Il ritardo delle infrastrutture
La media Ue delle famiglie connesse a Internet è del 73% mentre l’Italia raggiunge a malapena il 62%, una condizione simile a quella della Lituania. Molto diverso anche il tasso di crescita: in Spagna siamo su aumenti del 5%, in Italia del 3%. Stesso quadro anche per diffusione della banda larga fissa: in Italia ci sono 21 linee ogni 100 abitanti contro le 27 dell’Europa, ma anche per numero di famiglie connesse a Internet veloce (52% contro 67%), e negli acquisti e per il commercio on line. Per le esportazioni mediante l’ICT l’Italia è fanalino di coda in Europa; solo il 4% delle piccole e medie imprese vendono on-line, mentre la media UE-27 è del 12%.

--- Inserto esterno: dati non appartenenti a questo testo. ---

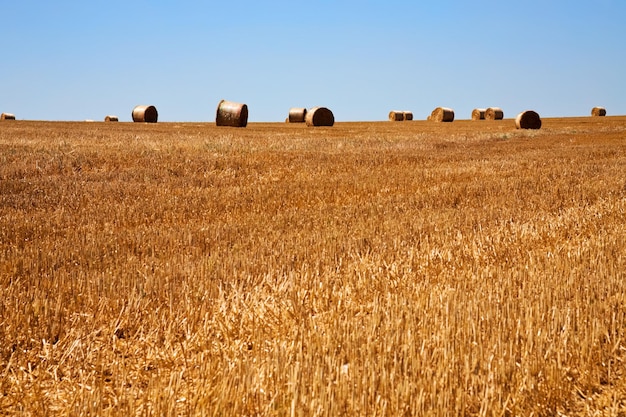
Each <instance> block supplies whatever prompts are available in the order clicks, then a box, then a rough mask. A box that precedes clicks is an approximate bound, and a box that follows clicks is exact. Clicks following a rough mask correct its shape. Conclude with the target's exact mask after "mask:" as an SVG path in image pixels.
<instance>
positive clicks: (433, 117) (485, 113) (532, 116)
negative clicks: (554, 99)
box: [427, 107, 541, 129]
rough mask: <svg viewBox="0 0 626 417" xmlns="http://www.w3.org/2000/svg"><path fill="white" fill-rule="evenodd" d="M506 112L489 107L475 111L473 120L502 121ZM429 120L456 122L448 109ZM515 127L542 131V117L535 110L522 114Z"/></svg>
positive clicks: (532, 110) (516, 117)
mask: <svg viewBox="0 0 626 417" xmlns="http://www.w3.org/2000/svg"><path fill="white" fill-rule="evenodd" d="M503 118H504V112H503V111H502V109H500V108H499V107H489V108H486V109H474V110H473V111H472V120H502V119H503ZM427 120H430V121H434V122H452V121H454V110H452V109H451V108H448V107H437V108H435V110H433V111H432V113H431V114H430V116H428V118H427ZM515 127H517V128H518V129H540V128H541V117H540V116H539V114H538V113H537V112H535V111H533V110H526V111H523V112H521V113H520V114H518V115H517V117H516V118H515Z"/></svg>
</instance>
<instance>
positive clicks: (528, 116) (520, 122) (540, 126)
mask: <svg viewBox="0 0 626 417" xmlns="http://www.w3.org/2000/svg"><path fill="white" fill-rule="evenodd" d="M515 127H517V128H518V129H541V117H540V116H539V114H538V113H537V112H535V111H533V110H526V111H523V112H521V113H520V114H518V115H517V117H516V118H515Z"/></svg>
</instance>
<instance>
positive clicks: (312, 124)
mask: <svg viewBox="0 0 626 417" xmlns="http://www.w3.org/2000/svg"><path fill="white" fill-rule="evenodd" d="M334 124H335V116H334V115H333V112H332V111H330V110H329V109H327V108H326V107H313V108H312V109H311V110H309V111H308V112H307V113H306V125H307V126H332V125H334Z"/></svg>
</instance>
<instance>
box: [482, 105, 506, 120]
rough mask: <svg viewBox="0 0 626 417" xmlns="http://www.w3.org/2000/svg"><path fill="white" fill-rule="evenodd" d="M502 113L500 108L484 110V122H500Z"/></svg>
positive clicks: (502, 118) (495, 108)
mask: <svg viewBox="0 0 626 417" xmlns="http://www.w3.org/2000/svg"><path fill="white" fill-rule="evenodd" d="M502 119H504V112H503V111H502V109H501V108H500V107H487V110H485V120H502Z"/></svg>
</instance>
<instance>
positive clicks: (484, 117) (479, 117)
mask: <svg viewBox="0 0 626 417" xmlns="http://www.w3.org/2000/svg"><path fill="white" fill-rule="evenodd" d="M472 120H485V109H474V110H472Z"/></svg>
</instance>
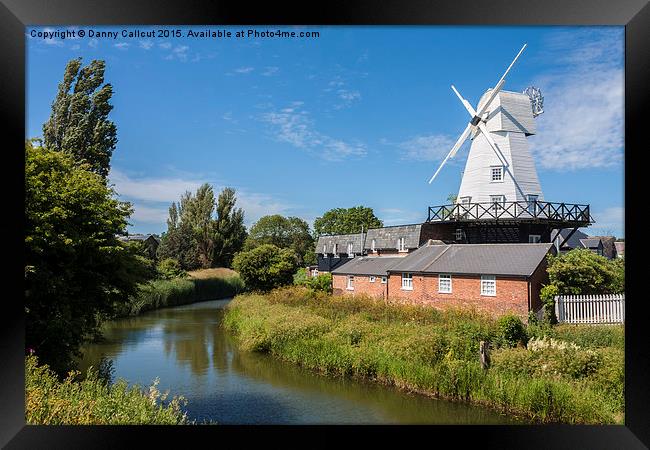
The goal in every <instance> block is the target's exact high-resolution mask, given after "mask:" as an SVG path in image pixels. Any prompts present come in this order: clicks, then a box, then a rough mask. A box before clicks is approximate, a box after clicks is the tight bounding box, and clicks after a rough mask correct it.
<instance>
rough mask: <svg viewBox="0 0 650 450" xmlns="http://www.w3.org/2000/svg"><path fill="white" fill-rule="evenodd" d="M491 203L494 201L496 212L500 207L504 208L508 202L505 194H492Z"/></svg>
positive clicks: (490, 195) (493, 204)
mask: <svg viewBox="0 0 650 450" xmlns="http://www.w3.org/2000/svg"><path fill="white" fill-rule="evenodd" d="M490 203H492V205H493V208H494V212H495V213H496V212H497V211H499V209H501V208H503V207H504V206H505V204H506V196H505V195H490Z"/></svg>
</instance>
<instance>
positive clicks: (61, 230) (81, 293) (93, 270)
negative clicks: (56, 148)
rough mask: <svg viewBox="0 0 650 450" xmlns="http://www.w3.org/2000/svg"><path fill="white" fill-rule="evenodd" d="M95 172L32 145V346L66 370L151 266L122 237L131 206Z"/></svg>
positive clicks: (28, 162) (52, 365)
mask: <svg viewBox="0 0 650 450" xmlns="http://www.w3.org/2000/svg"><path fill="white" fill-rule="evenodd" d="M89 169H90V167H89V166H88V165H87V164H79V163H78V162H77V161H75V160H74V158H73V157H72V156H71V155H68V154H65V153H62V152H58V151H52V150H50V149H46V148H34V147H33V146H32V145H31V144H30V143H29V142H27V143H26V145H25V218H26V229H25V289H26V290H25V318H26V335H25V344H26V347H27V348H31V349H33V350H34V351H35V353H36V354H37V355H38V356H39V358H40V359H41V361H43V362H44V363H47V364H49V365H50V366H51V367H52V368H53V369H54V370H56V371H57V372H58V373H59V374H63V373H64V372H65V371H67V370H69V369H70V368H71V367H72V366H73V357H74V356H75V355H77V354H78V351H79V347H80V345H81V344H82V343H83V341H84V340H85V338H87V337H89V336H92V335H95V334H97V333H98V329H99V325H100V323H101V321H102V319H104V318H106V317H110V316H111V315H112V313H113V311H114V307H115V306H116V305H117V304H119V303H121V302H124V301H126V299H127V297H128V296H129V295H132V294H135V292H136V286H137V284H138V283H140V282H143V281H145V279H146V277H147V276H148V275H147V273H148V272H149V269H150V268H148V267H146V266H143V264H142V260H141V259H139V258H141V257H138V255H137V251H136V250H135V249H134V247H129V246H127V245H126V244H123V243H121V242H120V241H119V240H118V239H117V236H118V235H124V234H125V233H126V226H127V220H128V217H129V216H130V214H131V212H132V207H131V205H130V204H129V203H126V202H120V201H118V200H116V199H115V198H114V191H113V190H112V189H111V188H110V187H109V186H107V184H106V182H105V180H104V179H103V178H102V177H101V176H100V175H98V174H97V173H94V172H92V171H90V170H89Z"/></svg>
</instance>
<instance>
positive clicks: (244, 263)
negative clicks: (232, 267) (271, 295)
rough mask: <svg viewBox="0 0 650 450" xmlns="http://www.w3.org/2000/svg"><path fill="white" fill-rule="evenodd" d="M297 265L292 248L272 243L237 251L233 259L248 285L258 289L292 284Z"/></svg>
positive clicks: (234, 267) (239, 274)
mask: <svg viewBox="0 0 650 450" xmlns="http://www.w3.org/2000/svg"><path fill="white" fill-rule="evenodd" d="M297 267H298V264H297V261H296V257H295V254H294V252H293V251H292V250H290V249H286V248H283V249H280V248H278V247H276V246H275V245H272V244H264V245H260V246H259V247H257V248H254V249H253V250H250V251H246V252H240V253H237V255H236V256H235V259H234V260H233V268H234V269H235V270H236V271H237V272H239V275H240V276H241V277H242V279H243V280H244V283H245V284H246V287H247V288H249V289H252V290H258V291H269V290H271V289H273V288H275V287H278V286H283V285H287V284H291V282H292V281H293V274H294V273H295V271H296V268H297Z"/></svg>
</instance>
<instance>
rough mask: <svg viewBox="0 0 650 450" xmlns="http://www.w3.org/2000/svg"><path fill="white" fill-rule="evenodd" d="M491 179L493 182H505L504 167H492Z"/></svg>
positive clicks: (490, 171)
mask: <svg viewBox="0 0 650 450" xmlns="http://www.w3.org/2000/svg"><path fill="white" fill-rule="evenodd" d="M490 177H491V178H490V179H491V181H492V182H497V181H503V166H492V167H490Z"/></svg>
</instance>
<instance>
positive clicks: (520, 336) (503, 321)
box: [497, 314, 528, 347]
mask: <svg viewBox="0 0 650 450" xmlns="http://www.w3.org/2000/svg"><path fill="white" fill-rule="evenodd" d="M497 340H498V342H499V343H500V344H501V345H502V346H507V347H516V346H517V345H518V344H519V343H522V344H526V341H527V340H528V335H527V334H526V328H525V327H524V324H523V322H522V321H521V319H520V318H519V317H517V316H515V315H512V314H507V315H505V316H501V317H500V318H499V320H498V321H497Z"/></svg>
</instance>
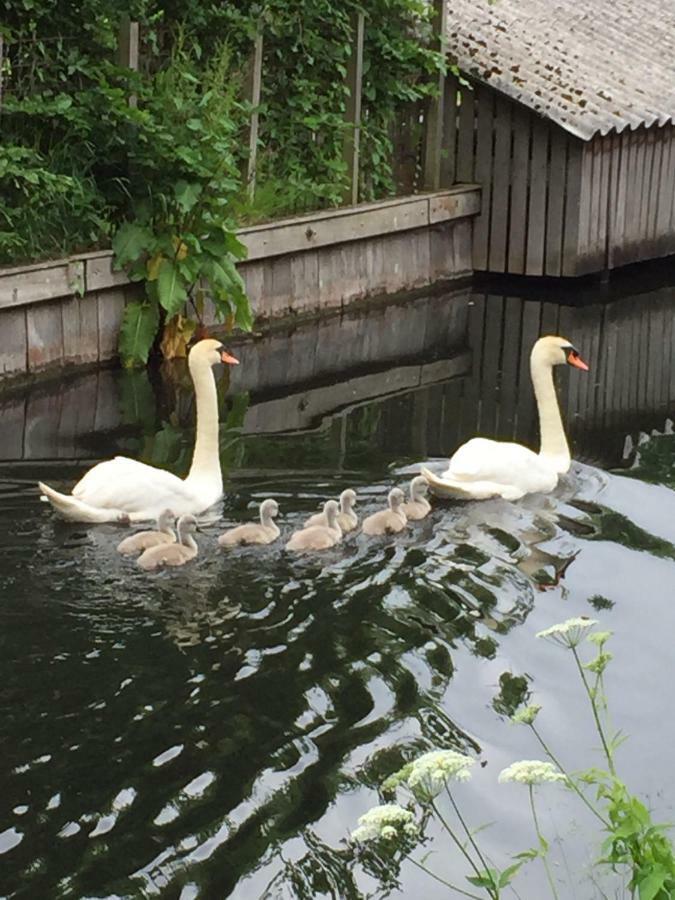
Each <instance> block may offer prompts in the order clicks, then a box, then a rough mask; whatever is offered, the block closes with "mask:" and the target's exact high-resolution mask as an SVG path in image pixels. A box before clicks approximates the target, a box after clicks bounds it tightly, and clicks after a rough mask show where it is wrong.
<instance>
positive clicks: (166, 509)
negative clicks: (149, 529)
mask: <svg viewBox="0 0 675 900" xmlns="http://www.w3.org/2000/svg"><path fill="white" fill-rule="evenodd" d="M175 519H176V514H175V513H174V511H173V510H172V509H163V510H162V511H161V513H160V514H159V515H158V516H157V529H158V530H159V531H170V530H171V529H172V528H173V523H174V521H175Z"/></svg>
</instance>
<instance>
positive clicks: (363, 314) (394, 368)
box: [0, 286, 675, 477]
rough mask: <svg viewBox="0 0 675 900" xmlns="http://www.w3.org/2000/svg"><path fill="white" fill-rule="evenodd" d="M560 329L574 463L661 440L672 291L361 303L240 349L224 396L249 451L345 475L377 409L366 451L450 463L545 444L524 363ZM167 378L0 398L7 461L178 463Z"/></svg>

LE PERCENTUALI DELL'ITALIA
400 milioni alla banda larga
Per le regioni del centro-nord che vedono 2 milioni di cittadini esclusi dal servizio. Per le 8 regioni del Sud già reperite tutte le risorse necessarie. Il piano darà lavoro a 8000 persone.

50% e-commerce cittadini
L’obiettivo è far sì che il 50 per cento dei cittadini facciano acquisti online entro il 2015.

33% e-commerce imprese
Entro il 2015 il 33 per cento delle piccole e medie imprese dovrà comprare e vendere online.

26,3% compra in Rete
Poco più del 26 per cento delle persone compra online contro il 40,4 della media Ue.

41,7% senza internet
La percentuale delle famiglie che non usa Internet perché non ne ha le competenze. In alcuni casi l’uso della Rete è inibito dalla mancanza di collegamenti.

90% didattica su carta
Nelle aule scolastiche praticamente tutti i contenuti per gli insegnamenti sono su carta e solo il 10 per cento è digitale.

16% studenti «digitali»
Solo il sedici per cento degli studenti utilizza a scuola contenuti e strumenti digitali.

93% ragazzi in Rete
Alta la percentuale nelle giovani generazioni che usa Internet e il 92, 1 per cento degli studenti usa un computer.